Per-output coefficient plates beta_0 : Out and beta_1 : Out carry one coefficient per response dimension; per-output precision phi : Out permits heterogeneous dispersion across the response axis. The per-cell linear predictor eta = b0 + b1 * x is mapped to the unit interval via mu = sigmoid(eta). The mean / precision form of the Beta is Beta(mu * phi, (1 - mu) * phi), giving mean mu and variance mu * (1 - mu) / (1 + phi). Plate-gathers beta_0[out_idx], beta_1[out_idx], phi[out_idx] broadcast each output's coefficients across its share of the flat Resp plate.

Try it

The SVI step counts and NUTS warmup, sample, and chain budgets in the snippets below are illustrative: each block is sized to run in tens of seconds and demonstrate the API surface. Production fits typically need 10x to 100x more SVI steps, longer NUTS warmup, and multiple chains to actually converge to the data-generating parameters.

Generating synthetic data

import torch
from quivers.dsl import load

torch.manual_seed(0)
prog = load("docs/examples/source/beta_regression.qvr")
model = prog.morphism

N, D = 21, 3
ND = N * D
out_idx = torch.arange(D).repeat(N)
x = torch.randn(ND)

true_beta_0 = torch.tensor([0.5, -0.3, 0.0])
true_beta_1 = torch.tensor([1.0, -1.5, 0.8])
true_phi = torch.tensor([10.0, 20.0, 15.0])
mu_true = torch.sigmoid(true_beta_0[out_idx] + true_beta_1[out_idx] * x)
alpha_true = mu_true * true_phi[out_idx]
beta_true = (1.0 - mu_true) * true_phi[out_idx]
y = torch.distributions.Beta(alpha_true, beta_true).sample()

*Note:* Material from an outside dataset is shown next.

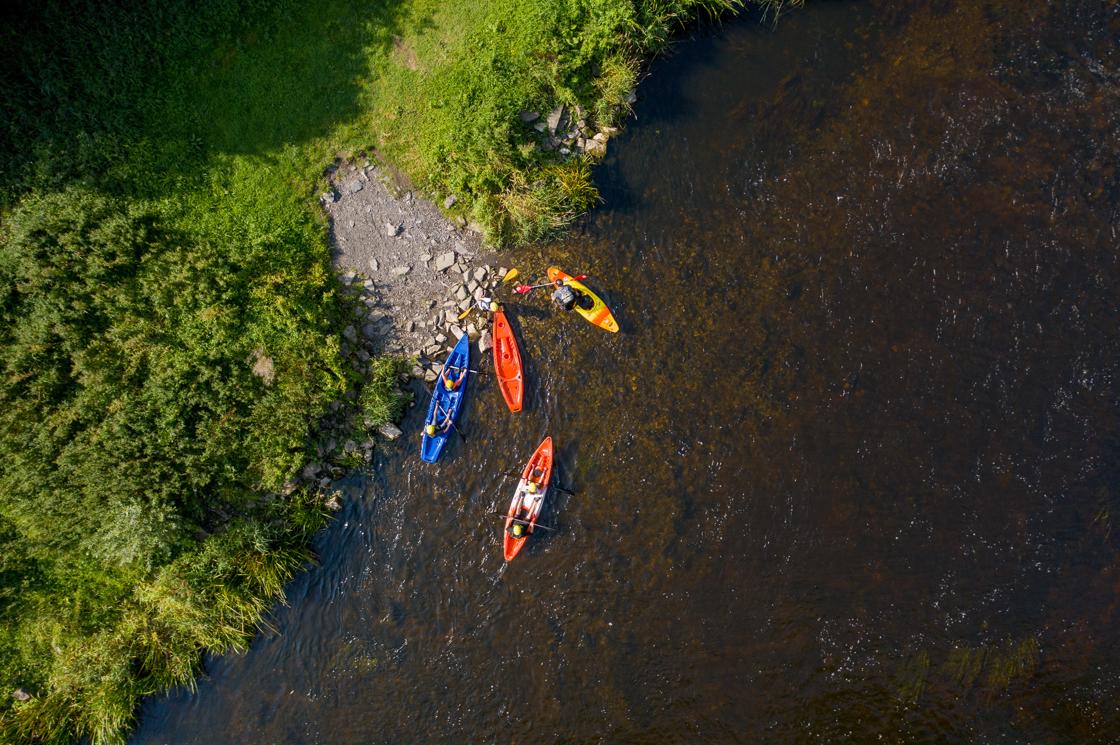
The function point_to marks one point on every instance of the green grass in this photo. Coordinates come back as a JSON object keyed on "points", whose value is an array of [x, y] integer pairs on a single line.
{"points": [[159, 165]]}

observations = {"x": x, "y": y, "out_idx": out_idx}
x_in = torch.zeros(ND, 1)

SVI fit

from quivers.inference import AutoNormalGuide, ELBO, SVI

oracle_nll = float(
    -torch.distributions.Beta(alpha_true, beta_true).log_prob(y).mean()
)

torch.manual_seed(1)
guide = AutoNormalGuide(model, observed_names={"x", "y", "out_idx"})
optim = torch.optim.Adam(
    list(model.parameters()) + list(guide.parameters()), lr=5e-2,
)
svi = SVI(model, guide, optim, ELBO(num_particles=1))

losses = []
for _ in range(300):
    losses.append(svi.step(x_in, observations))

print(f"initial loss: {losses[0]:.2f}")
print(f"final loss:   {losses[-1]:.2f}")
print(f"oracle NLL:   {oracle_nll:.2f}")

NUTS posterior

from quivers.inference import MCMC, NUTSKernel

N_mcmc, D_mcmc = 11, 3
ND_mcmc = N_mcmc * D_mcmc
out_idx_mcmc = torch.arange(D_mcmc).repeat(N_mcmc)
x_mcmc = x[:ND_mcmc]
y_mcmc = y[:ND_mcmc]
obs_mcmc = {"x": x_mcmc, "y": y_mcmc, "out_idx": out_idx_mcmc}
x_in_mcmc = torch.zeros(ND_mcmc, 1)

torch.manual_seed(2)
kernel = NUTSKernel(step_size=0.05, max_tree_depth=3, target_accept=0.8)
mc = MCMC(kernel, num_warmup=20, num_samples=20, num_chains=1)
result = mc.run(model, x_in_mcmc, obs_mcmc)

print(f"acceptance:  {float(result.acceptance_rates.mean()):.2f}")
print(f"divergences: {int(result.divergence_counts.sum())}")

Categorical Perspective

The model is a Kleisli morphism in the Giry monad's Kleisli category whose codomain factors through the unit interval; the per-cell Beta likelihood factors through the link sigmoid as a 1 -> G((0, 1)) kernel. The plate-gather beta_1[out_idx] is the Kleisli pullback of the Out-indexed plate along the fibration Resp -> Out carried by the runtime index.

References

  • Silvia Ferrari and Francisco Cribari-Neto. 2004. Beta regression for modelling rates and proportions. Journal of Applied Statistics, 31(7):799–815.